O trem para, alguns descem e outros ocupam seus lugares. O mesmo número de passos de ontem e do dia anterior. Cada um dos assentos se ocupa por novos passageiros enquanto os antecessores seguem suas rotinas habituais. Voltando às suas instalações talvez? Outros apenas iniciando nas suas funções laboriosas. Meu dia apenas começava, é claro. Pronto para fazer o mesmo que ontem, ou do dia anterior.

As telas por todo o vagão brilham intensamente, refletidas em seus donos parecem até aumentar. Alguém aqui sequer desvia o olhar? Espero que não, diferente demais. Até porque… O que será que poderia ser visto caso alguém desviasse o olhar? O que será que existe além das janelas quando o vagão está se locomovendo? Formas sombrias se movendo rapidamente por entre cenário ainda mais obscuros. Coisas que deveriam ser galhos secos raspando as janelas e deixando marcas permanentes. Sons indistinguíveis que fariam espinhas gelarem e pelos eriçarem.

Mas ninguém olha pela janela, então nada disso importa. Finalmente a porta abre e eu posso sair, mas nem nesse momento eu consigo saber se é dia ou é noite. Já faz algum tempo que tudo virou o mesmo, os números que vemos não representam mais nada além de trocas de turno, sequer a intensidade das luzes muda, um eterno dia ou uma eterna noite?
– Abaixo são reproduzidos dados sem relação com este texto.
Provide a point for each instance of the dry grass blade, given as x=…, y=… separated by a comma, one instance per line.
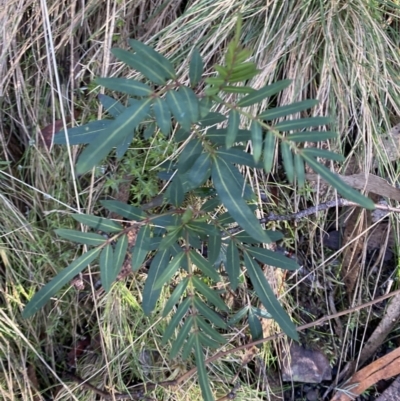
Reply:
x=343, y=53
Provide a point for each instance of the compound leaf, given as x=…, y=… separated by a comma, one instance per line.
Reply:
x=204, y=265
x=209, y=294
x=44, y=295
x=272, y=258
x=208, y=313
x=204, y=380
x=117, y=131
x=231, y=196
x=195, y=68
x=125, y=85
x=256, y=140
x=140, y=249
x=213, y=247
x=179, y=109
x=179, y=314
x=111, y=106
x=81, y=237
x=233, y=264
x=233, y=128
x=107, y=267
x=287, y=158
x=269, y=151
x=345, y=190
x=282, y=111
x=151, y=292
x=130, y=212
x=255, y=326
x=98, y=223
x=301, y=123
x=267, y=297
x=183, y=332
x=174, y=298
x=263, y=93
x=162, y=115
x=153, y=59
x=169, y=270
x=84, y=134
x=138, y=63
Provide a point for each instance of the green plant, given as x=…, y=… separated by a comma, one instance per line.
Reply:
x=206, y=169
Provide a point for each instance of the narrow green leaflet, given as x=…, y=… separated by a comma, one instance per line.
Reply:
x=195, y=68
x=205, y=106
x=213, y=247
x=125, y=85
x=299, y=169
x=117, y=131
x=191, y=103
x=176, y=195
x=209, y=294
x=255, y=326
x=256, y=140
x=120, y=250
x=107, y=267
x=325, y=154
x=183, y=332
x=207, y=341
x=282, y=111
x=233, y=128
x=345, y=190
x=238, y=89
x=140, y=249
x=111, y=106
x=287, y=158
x=231, y=196
x=238, y=156
x=204, y=380
x=81, y=237
x=312, y=136
x=44, y=295
x=171, y=238
x=162, y=115
x=204, y=265
x=170, y=270
x=179, y=109
x=153, y=59
x=84, y=134
x=136, y=62
x=175, y=296
x=212, y=118
x=232, y=266
x=98, y=223
x=272, y=258
x=208, y=313
x=209, y=330
x=263, y=93
x=301, y=123
x=176, y=319
x=200, y=171
x=188, y=347
x=130, y=212
x=269, y=151
x=189, y=155
x=268, y=299
x=149, y=130
x=123, y=146
x=151, y=292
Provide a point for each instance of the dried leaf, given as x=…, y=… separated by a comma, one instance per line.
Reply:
x=382, y=369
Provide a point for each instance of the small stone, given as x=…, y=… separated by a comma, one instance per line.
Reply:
x=305, y=365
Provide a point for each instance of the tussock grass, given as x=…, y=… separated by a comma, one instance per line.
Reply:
x=343, y=53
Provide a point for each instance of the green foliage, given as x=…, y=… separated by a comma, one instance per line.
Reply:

Uma pergunta completamente irrelevante, decido não focar nisso, foco apenas em mexer minhas pernas o mais rápido possível, o lado esquerdo da calçada, da escada, da entrada, o lado rápido.
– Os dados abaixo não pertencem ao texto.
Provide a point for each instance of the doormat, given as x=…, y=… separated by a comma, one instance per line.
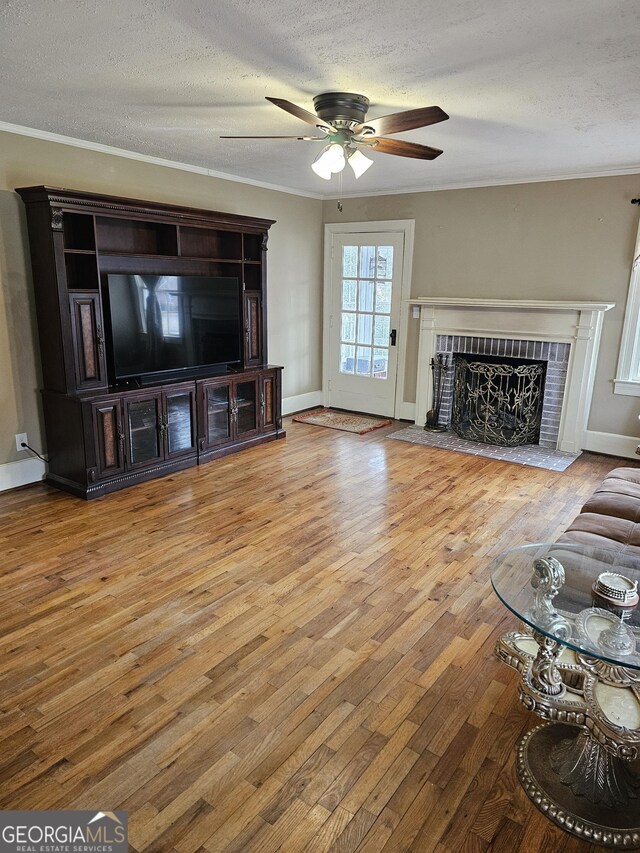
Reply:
x=527, y=454
x=342, y=420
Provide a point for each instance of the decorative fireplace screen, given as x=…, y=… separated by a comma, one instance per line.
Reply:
x=498, y=400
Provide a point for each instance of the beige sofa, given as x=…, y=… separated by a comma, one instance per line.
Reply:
x=611, y=516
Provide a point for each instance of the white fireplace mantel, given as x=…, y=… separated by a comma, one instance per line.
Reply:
x=576, y=323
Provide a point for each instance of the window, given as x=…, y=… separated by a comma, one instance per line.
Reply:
x=628, y=376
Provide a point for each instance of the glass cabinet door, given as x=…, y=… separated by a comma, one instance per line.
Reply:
x=179, y=421
x=142, y=420
x=217, y=413
x=246, y=407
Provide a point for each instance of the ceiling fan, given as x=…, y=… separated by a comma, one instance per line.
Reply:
x=341, y=119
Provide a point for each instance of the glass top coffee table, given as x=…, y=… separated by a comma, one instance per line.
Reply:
x=578, y=654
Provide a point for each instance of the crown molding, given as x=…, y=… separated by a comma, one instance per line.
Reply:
x=506, y=182
x=48, y=136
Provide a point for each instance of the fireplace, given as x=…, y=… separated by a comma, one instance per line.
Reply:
x=497, y=400
x=554, y=358
x=563, y=335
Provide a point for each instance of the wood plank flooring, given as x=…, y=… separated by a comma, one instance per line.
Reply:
x=290, y=649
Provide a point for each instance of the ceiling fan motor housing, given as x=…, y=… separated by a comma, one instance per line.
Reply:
x=341, y=109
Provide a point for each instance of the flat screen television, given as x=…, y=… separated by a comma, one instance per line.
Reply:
x=172, y=325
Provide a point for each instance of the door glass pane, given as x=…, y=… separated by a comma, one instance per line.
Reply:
x=350, y=260
x=143, y=430
x=383, y=297
x=365, y=328
x=218, y=424
x=180, y=430
x=349, y=327
x=349, y=288
x=384, y=263
x=365, y=296
x=365, y=310
x=363, y=361
x=382, y=331
x=380, y=363
x=347, y=359
x=367, y=262
x=246, y=405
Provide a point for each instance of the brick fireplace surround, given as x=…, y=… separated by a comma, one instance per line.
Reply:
x=564, y=334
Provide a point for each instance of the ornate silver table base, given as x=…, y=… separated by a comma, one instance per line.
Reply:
x=582, y=767
x=536, y=764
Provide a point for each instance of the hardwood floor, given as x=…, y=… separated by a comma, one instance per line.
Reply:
x=290, y=649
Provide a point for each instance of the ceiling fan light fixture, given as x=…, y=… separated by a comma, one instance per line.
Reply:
x=359, y=162
x=329, y=161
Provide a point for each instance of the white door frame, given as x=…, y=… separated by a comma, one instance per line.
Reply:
x=394, y=226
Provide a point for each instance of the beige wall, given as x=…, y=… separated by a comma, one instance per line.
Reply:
x=294, y=263
x=556, y=240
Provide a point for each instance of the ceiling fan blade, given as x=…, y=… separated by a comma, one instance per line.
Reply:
x=403, y=149
x=301, y=138
x=399, y=122
x=298, y=112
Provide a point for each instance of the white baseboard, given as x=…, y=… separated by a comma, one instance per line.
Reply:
x=406, y=411
x=290, y=405
x=611, y=444
x=14, y=474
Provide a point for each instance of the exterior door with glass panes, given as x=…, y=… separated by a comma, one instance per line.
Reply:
x=366, y=275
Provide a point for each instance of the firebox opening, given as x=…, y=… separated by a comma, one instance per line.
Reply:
x=497, y=399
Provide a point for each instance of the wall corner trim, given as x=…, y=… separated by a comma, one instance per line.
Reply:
x=21, y=473
x=611, y=444
x=291, y=405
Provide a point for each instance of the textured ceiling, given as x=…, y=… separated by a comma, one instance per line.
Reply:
x=534, y=89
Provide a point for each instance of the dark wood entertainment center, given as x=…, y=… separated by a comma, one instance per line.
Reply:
x=101, y=435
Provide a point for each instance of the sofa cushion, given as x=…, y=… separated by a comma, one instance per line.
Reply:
x=603, y=502
x=605, y=531
x=631, y=475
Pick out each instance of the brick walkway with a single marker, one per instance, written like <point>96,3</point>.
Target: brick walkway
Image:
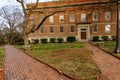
<point>109,65</point>
<point>19,66</point>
Seria sufocante de tão quente que é, culpa da superlotação do lugar, mas quem não esquentaria depois de tanto tempo ligado? Indo o dia todo de um lado pro outro, seguindo o mesmo cronograma de sempre.
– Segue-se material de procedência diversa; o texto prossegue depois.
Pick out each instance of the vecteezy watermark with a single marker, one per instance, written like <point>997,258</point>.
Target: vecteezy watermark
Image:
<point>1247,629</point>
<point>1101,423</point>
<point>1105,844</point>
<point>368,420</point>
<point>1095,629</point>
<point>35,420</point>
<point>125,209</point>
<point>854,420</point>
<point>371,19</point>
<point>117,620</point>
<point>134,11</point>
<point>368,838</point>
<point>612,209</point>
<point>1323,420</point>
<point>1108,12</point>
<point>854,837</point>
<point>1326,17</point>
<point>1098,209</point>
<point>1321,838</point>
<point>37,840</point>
Viro uma esquerda, como sempre, poderia ter apenas ido reto, e seria até mais fácil, mas sempre vamos todos pela esquerda. Acho que algo nesse trajeto já me incomodou algum dia, mas não tenho mais certeza disso. Hoje não incomoda, nem é agradável, apenas o que todos fazemos normalmente. Não vejo necessidade de questionar um hábito coletivo tão forte.

Caminhamos revezando entre passadas apressadas e passos vagarosos, depende apenas do lugar pelo qual a multidão está passando. O espaço se torna amplo, os passos se agilizam e sons orgânicos demais para ser de um dos nossos ecoam, é mais um daqueles dias. É uma pena, hoje é o dia no qual eu teria menos afazeres e poderia ir para manutenção mais cedo, mas teremos de parar tudo como sempre e contribuir para o repúdio. Os passos frenéticos viram em direção ao som, mantendo a velocidade.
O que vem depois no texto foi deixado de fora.